I’m sure there are some out there that think investing in the stock market, like a round of Texas Hold’em, is based on luck. Sure you can unexpectedly strike-it-rich with a penny stock you thought was dead in the water…but the odds of that happening are quite rare.

Granted, some of what makes a great investor is natural talent, beyond imitation in the same way countless hours of golf practice won't turn me into Tiger Woods.

But alas, there are some things you can copy. And really, whether you buy penny stocks or pad your portfolio with Berkshire Hathaway – they apply across the board.

Three of them include: discipline in the price you pay for an investment, keeping your turnover low, and focusing on your best ideas.

Lessons from the past…Rumor has it that the Great Depression was a terrible time to own stocks. Or…was it? From 1929 to 1939, stocks delivered a negative return. Small-cap stocks were hit the hardest, losing more than 5% a year on average. However, two money managers noted recently that a little discipline - paying attention to prices paid – would have given you good returns, even during the Great Depression.

They show that waiting just two years - until 1931, instead of 1929 - turns negative returns to positive ones. Suddenly, small caps beat out the alternatives. Between the market lows of 1931 and 1939, small cap stocks outpaced bonds.

How can that insight help you buy penny stocks in today’s market? If you could buy all small-cap stocks and get a 9% annual real return during the Great Depression, think what you could do by sticking with sound penny stocks with solid fundamentals in a friendlier investment environment.

Don’t want to do the research needed to become a great stock picker? Then perhaps you need a little patience. Unfortunately, investors, as a group, are not patient; flipping stocks with great frequency – and living by the maxim, “buy high, sell low.”

Join the minority of investors and hit the books with a little research. In doing so, you’ll avoid chasing up over valued, hyped stocks and you’ll hunker down with tomorrow’s opportunity today.

If you base your penny stock investing in sound research and patience, you’ll also discover that you don’t flip your stocks quite as often. One research study exploring the link between turnover and performance, noted "Unsurprisingly, those funds with the highest turnover deliver the worst performance, while those funds with the lowest turnover do the least damage to net risk-adjusted returns."

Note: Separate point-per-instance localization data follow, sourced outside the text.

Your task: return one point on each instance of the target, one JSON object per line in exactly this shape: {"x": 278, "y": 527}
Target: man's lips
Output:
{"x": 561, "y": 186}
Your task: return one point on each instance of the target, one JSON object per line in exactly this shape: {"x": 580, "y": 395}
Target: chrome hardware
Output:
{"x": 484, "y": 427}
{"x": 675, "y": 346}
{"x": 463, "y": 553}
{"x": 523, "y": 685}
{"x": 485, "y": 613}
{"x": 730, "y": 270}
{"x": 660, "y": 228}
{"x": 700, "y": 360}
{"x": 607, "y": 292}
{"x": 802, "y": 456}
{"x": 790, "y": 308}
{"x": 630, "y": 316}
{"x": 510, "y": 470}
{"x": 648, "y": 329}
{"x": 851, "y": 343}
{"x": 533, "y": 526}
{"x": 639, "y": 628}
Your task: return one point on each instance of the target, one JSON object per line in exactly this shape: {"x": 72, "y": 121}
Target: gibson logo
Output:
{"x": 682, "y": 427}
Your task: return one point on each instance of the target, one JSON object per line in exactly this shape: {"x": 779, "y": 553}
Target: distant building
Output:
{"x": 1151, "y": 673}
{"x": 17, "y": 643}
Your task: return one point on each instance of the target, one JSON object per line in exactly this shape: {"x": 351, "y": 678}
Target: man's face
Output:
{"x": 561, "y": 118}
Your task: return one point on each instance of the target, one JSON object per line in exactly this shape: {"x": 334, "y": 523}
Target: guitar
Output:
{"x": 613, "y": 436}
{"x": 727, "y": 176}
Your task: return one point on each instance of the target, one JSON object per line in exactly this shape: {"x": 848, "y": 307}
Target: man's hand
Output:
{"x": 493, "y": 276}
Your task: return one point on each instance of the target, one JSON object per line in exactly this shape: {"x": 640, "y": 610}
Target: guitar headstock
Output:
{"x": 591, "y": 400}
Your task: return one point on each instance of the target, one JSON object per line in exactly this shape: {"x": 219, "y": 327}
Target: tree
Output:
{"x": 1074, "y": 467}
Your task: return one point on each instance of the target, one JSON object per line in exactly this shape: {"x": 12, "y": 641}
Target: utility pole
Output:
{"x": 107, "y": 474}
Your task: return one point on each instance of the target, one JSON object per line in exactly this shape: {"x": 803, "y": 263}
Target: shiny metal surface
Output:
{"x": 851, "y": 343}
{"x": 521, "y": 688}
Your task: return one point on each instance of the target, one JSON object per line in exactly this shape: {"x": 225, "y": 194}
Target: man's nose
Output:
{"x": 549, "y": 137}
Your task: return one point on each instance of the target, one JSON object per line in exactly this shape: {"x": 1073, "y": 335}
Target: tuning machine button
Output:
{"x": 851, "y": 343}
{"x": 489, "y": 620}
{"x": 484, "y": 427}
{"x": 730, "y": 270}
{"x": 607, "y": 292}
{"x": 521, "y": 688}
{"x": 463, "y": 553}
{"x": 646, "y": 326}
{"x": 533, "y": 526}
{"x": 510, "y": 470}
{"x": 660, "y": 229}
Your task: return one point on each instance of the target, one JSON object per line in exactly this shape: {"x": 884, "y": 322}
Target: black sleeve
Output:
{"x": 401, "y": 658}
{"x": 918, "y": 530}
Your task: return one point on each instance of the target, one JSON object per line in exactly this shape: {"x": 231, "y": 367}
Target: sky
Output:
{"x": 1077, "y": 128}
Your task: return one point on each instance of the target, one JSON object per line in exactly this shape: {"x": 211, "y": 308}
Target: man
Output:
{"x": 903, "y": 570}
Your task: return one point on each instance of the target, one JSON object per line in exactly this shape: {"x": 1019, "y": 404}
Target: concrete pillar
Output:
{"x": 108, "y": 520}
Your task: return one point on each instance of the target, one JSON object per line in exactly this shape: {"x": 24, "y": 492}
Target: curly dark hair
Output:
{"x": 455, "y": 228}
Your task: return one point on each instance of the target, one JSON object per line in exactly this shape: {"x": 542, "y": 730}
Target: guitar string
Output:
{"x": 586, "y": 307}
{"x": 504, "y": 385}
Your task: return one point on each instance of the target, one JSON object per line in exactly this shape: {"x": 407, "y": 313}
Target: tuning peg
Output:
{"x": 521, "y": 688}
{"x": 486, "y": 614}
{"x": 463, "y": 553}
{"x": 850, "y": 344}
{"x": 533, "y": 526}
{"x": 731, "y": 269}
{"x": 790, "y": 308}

Pay attention to the price you pay and you can make good returns, even in a bad market. And don't chase past returns. Instead, be patient with your investments and give them time to bear fruit.

Lastly, focus on your best ideas. History shows that successful investors focus their money on their best ideas.

While you may want to invest in a company that is diversified, the last thing you want is a portfolio with 100 stocks. It’s better to know 25 penny stocks well, than it is to skim the surface of 125. In short, the best investors own fewer stocks.

“Buy low sell high” may be a fun cliché that garners laugh tracks on The Flintstones, but it won’t help you when you’re in the trenches. A better maxim that might get you further ahead is “pay attention to price, be patient and focus.” It may not rhyme, but it works.

Successful penny stock investing may appear simple but it’s not.